What? You Mean Trickle Down Doesn't Work?

Posted By on Wed, Jun 17, 2015 at 11:30 AM

I didn't read this in The Nation or some other lefty journal. It was on the CNN Money website. The observation didn't come from some pinko/socialist/Harvard-teaching/Vermont-living/Kenyan-born Democratic politician. It came from research conducted by the International Monetary Fund. Its conclusion, in the words of the CNN Money subhead:
Wealth does not trickle down from the rich to the poor. Period.
In fact, concentration of wealth in the hands of the rich, the report concludes, is bad for the economy.

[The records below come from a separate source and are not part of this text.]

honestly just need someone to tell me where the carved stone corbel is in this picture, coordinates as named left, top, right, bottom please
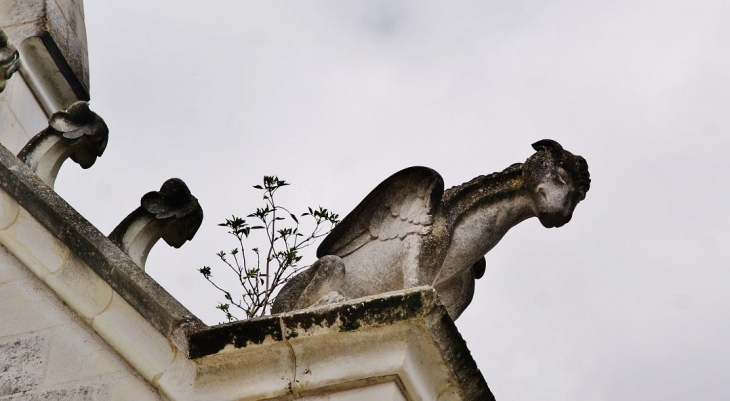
left=109, top=178, right=204, bottom=270
left=0, top=29, right=21, bottom=93
left=17, top=101, right=108, bottom=188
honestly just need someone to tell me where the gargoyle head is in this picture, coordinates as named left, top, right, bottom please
left=524, top=139, right=591, bottom=228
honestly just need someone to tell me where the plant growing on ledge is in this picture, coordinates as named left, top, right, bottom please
left=199, top=176, right=339, bottom=321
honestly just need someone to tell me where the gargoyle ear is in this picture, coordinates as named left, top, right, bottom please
left=532, top=139, right=563, bottom=157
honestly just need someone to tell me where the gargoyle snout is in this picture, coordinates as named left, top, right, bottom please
left=537, top=208, right=574, bottom=228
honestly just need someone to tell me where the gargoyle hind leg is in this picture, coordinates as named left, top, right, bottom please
left=271, top=255, right=347, bottom=313
left=295, top=255, right=347, bottom=309
left=433, top=257, right=484, bottom=320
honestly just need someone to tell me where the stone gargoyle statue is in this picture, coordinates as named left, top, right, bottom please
left=272, top=139, right=590, bottom=320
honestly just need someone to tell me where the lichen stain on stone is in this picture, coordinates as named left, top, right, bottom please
left=338, top=291, right=425, bottom=332
left=190, top=290, right=435, bottom=358
left=188, top=317, right=282, bottom=359
left=9, top=384, right=111, bottom=400
left=0, top=334, right=46, bottom=396
left=283, top=307, right=340, bottom=338
left=282, top=291, right=427, bottom=338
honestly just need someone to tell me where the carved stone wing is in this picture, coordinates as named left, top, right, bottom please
left=317, top=167, right=444, bottom=258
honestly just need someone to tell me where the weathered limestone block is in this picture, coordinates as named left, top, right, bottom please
left=109, top=178, right=203, bottom=269
left=17, top=100, right=108, bottom=188
left=0, top=244, right=162, bottom=400
left=91, top=293, right=177, bottom=382
left=44, top=255, right=113, bottom=322
left=0, top=334, right=46, bottom=396
left=0, top=203, right=70, bottom=278
left=274, top=139, right=591, bottom=320
left=0, top=272, right=72, bottom=339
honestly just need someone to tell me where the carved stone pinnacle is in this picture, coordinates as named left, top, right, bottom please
left=109, top=178, right=204, bottom=270
left=17, top=101, right=109, bottom=188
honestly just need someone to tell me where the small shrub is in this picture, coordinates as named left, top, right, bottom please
left=199, top=176, right=338, bottom=321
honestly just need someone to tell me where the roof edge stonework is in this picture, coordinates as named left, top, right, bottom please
left=0, top=144, right=205, bottom=352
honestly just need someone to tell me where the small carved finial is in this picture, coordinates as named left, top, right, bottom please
left=0, top=30, right=21, bottom=93
left=17, top=101, right=109, bottom=188
left=109, top=179, right=203, bottom=270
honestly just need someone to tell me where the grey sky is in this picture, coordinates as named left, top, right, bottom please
left=56, top=1, right=730, bottom=400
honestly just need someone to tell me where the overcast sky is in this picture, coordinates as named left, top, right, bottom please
left=55, top=1, right=730, bottom=400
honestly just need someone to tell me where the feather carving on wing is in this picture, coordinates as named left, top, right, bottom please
left=317, top=167, right=444, bottom=258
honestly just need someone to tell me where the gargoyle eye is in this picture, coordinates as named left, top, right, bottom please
left=556, top=168, right=568, bottom=185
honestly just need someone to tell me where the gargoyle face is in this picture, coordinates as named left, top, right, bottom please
left=524, top=139, right=590, bottom=228
left=531, top=166, right=586, bottom=228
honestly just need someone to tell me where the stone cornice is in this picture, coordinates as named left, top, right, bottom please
left=188, top=288, right=493, bottom=400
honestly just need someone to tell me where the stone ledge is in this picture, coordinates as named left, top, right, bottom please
left=188, top=288, right=493, bottom=401
left=188, top=287, right=437, bottom=358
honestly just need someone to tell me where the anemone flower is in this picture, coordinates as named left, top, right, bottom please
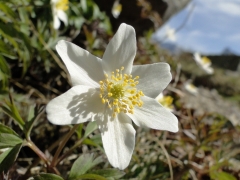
left=156, top=93, right=174, bottom=112
left=184, top=81, right=198, bottom=95
left=51, top=0, right=69, bottom=29
left=193, top=52, right=214, bottom=74
left=112, top=0, right=122, bottom=19
left=46, top=23, right=178, bottom=170
left=165, top=26, right=176, bottom=42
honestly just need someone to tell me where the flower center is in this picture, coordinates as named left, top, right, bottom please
left=158, top=96, right=174, bottom=110
left=99, top=67, right=144, bottom=117
left=202, top=56, right=211, bottom=65
left=110, top=84, right=124, bottom=99
left=55, top=0, right=69, bottom=11
left=189, top=84, right=196, bottom=90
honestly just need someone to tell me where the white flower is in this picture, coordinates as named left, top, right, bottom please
left=46, top=23, right=178, bottom=170
left=156, top=93, right=174, bottom=112
left=193, top=52, right=214, bottom=74
left=112, top=0, right=122, bottom=19
left=51, top=0, right=69, bottom=29
left=184, top=81, right=198, bottom=95
left=166, top=26, right=176, bottom=41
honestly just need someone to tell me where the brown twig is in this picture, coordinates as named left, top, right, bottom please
left=50, top=124, right=80, bottom=167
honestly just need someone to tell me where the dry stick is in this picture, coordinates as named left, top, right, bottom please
left=158, top=141, right=173, bottom=180
left=172, top=63, right=181, bottom=88
left=11, top=80, right=47, bottom=102
left=25, top=125, right=80, bottom=176
left=167, top=86, right=185, bottom=98
left=22, top=107, right=62, bottom=177
left=155, top=132, right=173, bottom=180
left=23, top=134, right=69, bottom=178
left=26, top=140, right=60, bottom=175
left=56, top=138, right=84, bottom=166
left=50, top=124, right=80, bottom=167
left=22, top=158, right=40, bottom=179
left=39, top=81, right=62, bottom=95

In the words of the report itself:
[I]f the income share of the top 20 percent (the rich) increases, then GDP growth actually declines over the medium term, suggesting that the benefits do not trickle down. In contrast, an increase in the income share of the bottom 20 percent (the poor) is associated with higher GDP growth. The poor and the middle class matter the most for growth via a number of interrelated economic, social, and political channels.

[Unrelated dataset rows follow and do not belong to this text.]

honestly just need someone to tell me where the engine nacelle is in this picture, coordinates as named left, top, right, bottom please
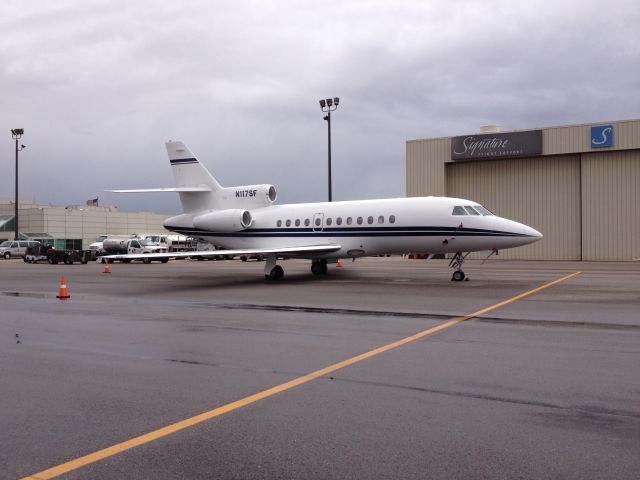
left=193, top=209, right=252, bottom=232
left=225, top=184, right=277, bottom=207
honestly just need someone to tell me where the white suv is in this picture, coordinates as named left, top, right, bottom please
left=0, top=240, right=41, bottom=259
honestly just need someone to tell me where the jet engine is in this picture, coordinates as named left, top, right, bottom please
left=193, top=209, right=252, bottom=232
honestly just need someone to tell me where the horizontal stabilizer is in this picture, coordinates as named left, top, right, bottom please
left=107, top=187, right=212, bottom=193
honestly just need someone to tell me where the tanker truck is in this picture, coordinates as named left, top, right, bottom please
left=100, top=237, right=169, bottom=263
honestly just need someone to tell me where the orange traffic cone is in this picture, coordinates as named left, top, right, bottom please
left=103, top=259, right=111, bottom=274
left=337, top=259, right=342, bottom=268
left=56, top=275, right=70, bottom=300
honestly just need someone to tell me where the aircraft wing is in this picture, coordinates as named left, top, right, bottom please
left=107, top=187, right=212, bottom=193
left=101, top=244, right=342, bottom=261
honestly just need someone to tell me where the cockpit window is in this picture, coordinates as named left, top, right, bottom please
left=464, top=206, right=480, bottom=215
left=452, top=206, right=466, bottom=215
left=474, top=205, right=494, bottom=216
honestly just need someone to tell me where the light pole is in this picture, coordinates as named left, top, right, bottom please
left=319, top=97, right=339, bottom=202
left=11, top=129, right=25, bottom=241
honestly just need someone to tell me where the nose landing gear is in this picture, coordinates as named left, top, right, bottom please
left=449, top=252, right=470, bottom=282
left=451, top=270, right=466, bottom=282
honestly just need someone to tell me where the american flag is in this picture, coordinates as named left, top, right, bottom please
left=86, top=198, right=98, bottom=206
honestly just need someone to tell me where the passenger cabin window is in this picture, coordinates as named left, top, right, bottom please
left=347, top=217, right=352, bottom=225
left=295, top=219, right=300, bottom=226
left=277, top=220, right=282, bottom=227
left=378, top=216, right=384, bottom=224
left=389, top=215, right=396, bottom=224
left=336, top=217, right=342, bottom=225
left=357, top=217, right=363, bottom=225
left=315, top=218, right=321, bottom=226
left=464, top=206, right=480, bottom=215
left=305, top=219, right=310, bottom=226
left=286, top=219, right=291, bottom=227
left=452, top=206, right=466, bottom=215
left=326, top=218, right=332, bottom=226
left=367, top=216, right=374, bottom=224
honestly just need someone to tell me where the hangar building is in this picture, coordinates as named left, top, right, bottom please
left=0, top=199, right=170, bottom=249
left=406, top=118, right=640, bottom=261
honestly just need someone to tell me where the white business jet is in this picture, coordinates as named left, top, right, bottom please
left=108, top=141, right=542, bottom=281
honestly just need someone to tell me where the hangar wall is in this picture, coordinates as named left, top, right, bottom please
left=445, top=156, right=581, bottom=260
left=581, top=150, right=640, bottom=261
left=406, top=118, right=640, bottom=261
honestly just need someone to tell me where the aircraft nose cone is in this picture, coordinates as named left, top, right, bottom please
left=515, top=223, right=543, bottom=245
left=527, top=226, right=543, bottom=240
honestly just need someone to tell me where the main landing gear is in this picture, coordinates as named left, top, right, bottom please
left=264, top=255, right=284, bottom=280
left=449, top=252, right=470, bottom=282
left=310, top=259, right=328, bottom=276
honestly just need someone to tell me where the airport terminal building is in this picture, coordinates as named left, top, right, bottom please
left=0, top=199, right=170, bottom=249
left=407, top=118, right=640, bottom=261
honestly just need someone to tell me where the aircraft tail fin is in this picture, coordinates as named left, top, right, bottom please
left=165, top=141, right=221, bottom=213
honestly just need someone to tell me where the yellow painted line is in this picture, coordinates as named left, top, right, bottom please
left=21, top=271, right=581, bottom=480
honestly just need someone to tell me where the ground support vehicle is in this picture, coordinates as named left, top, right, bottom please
left=100, top=238, right=169, bottom=263
left=24, top=244, right=50, bottom=263
left=46, top=249, right=90, bottom=265
left=141, top=234, right=194, bottom=252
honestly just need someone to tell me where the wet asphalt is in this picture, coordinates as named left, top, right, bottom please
left=1, top=257, right=639, bottom=479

So, income inequality is a problem, not just for the people at the lower portion of the income ladder, but for the entire economy. And here are the report's general recommendations for lessening inequality.
Irrespective of the level of economic development, better access to education and health care and well-targeted social policies, while ensuring that labor market institutions do not excessively penalize the poor, can help raise the income share for the poor and the middle class.
Interesting. Maybe the notion that making the rich richer is good because they're the "Job Creators" (The word "creator" in that term was carefully chosen to evoke God-like images of The Creator) and their wealth will trickle down to others is a self serving myth created by those at the top of the heap and their enablers. And maybe, if wages were higher and social/educational programs were stronger, we'd all be better for it—except, of course, the folks who have benefitted the most from our current robber-baron levels of income inequality.